This Python program randomly generates paragraphs using a Context
Free Grammar (CFG). It takes two JSON files as inputs: a rule
dictionary containing phrase structure rules and a lexical
dictionary containing words grouped by parts of speech. It outputs
the file generated_paragraphs.txt, which contains the randomly
generated sentences split between one or more paragraphs.
By having the dictionaries separate from the program, the hope is to eventually allow for the generation of paragraphs in a variety of languages. However, this is a long-term goal, as the program is still being developed to handle a wide range of English sentence generation possibilities.
The rule dictionary contains phrase structure rules and weights for the outputs. These weights are arbitrarily chosen as their purpose is not to mimic the distribution of various constructions in English sentences, but to ensure that sentences do not expand infinitely.
The format of the entries looks like the following:
{"NP":
{"outputs":
["AdjP N", "N PP", "N Conj N", "N"],
"weights":
[15, 30, 40, 90]
}
}The lexical dictionary contains lists of words organized by parts of speech.
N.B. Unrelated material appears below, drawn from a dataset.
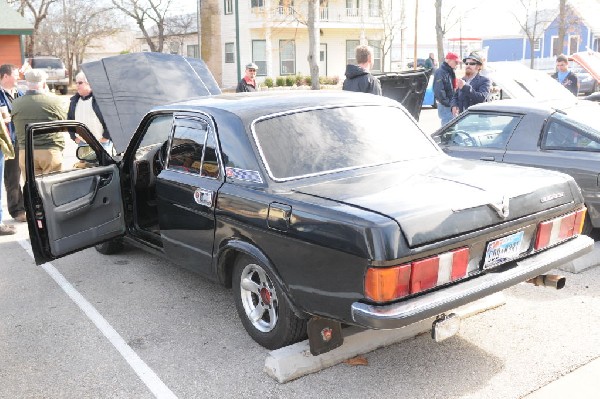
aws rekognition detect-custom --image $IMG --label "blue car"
[422,75,437,108]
Currently the set of words is small for testing purposes.
The format of the entries looks like the following:
{"P":
["in", "with", "to", "for", "on", "by"]
}- Re-write dictionary files from XML into JSON
- Re-write current version of program from C# into Python
- Develop a system for tracking agreement
- Develop a system for handling multiple tenses
- Develop a system for handling verb complements
- Develop a system for question inversion
- Investigate HPSGs to see if those would work better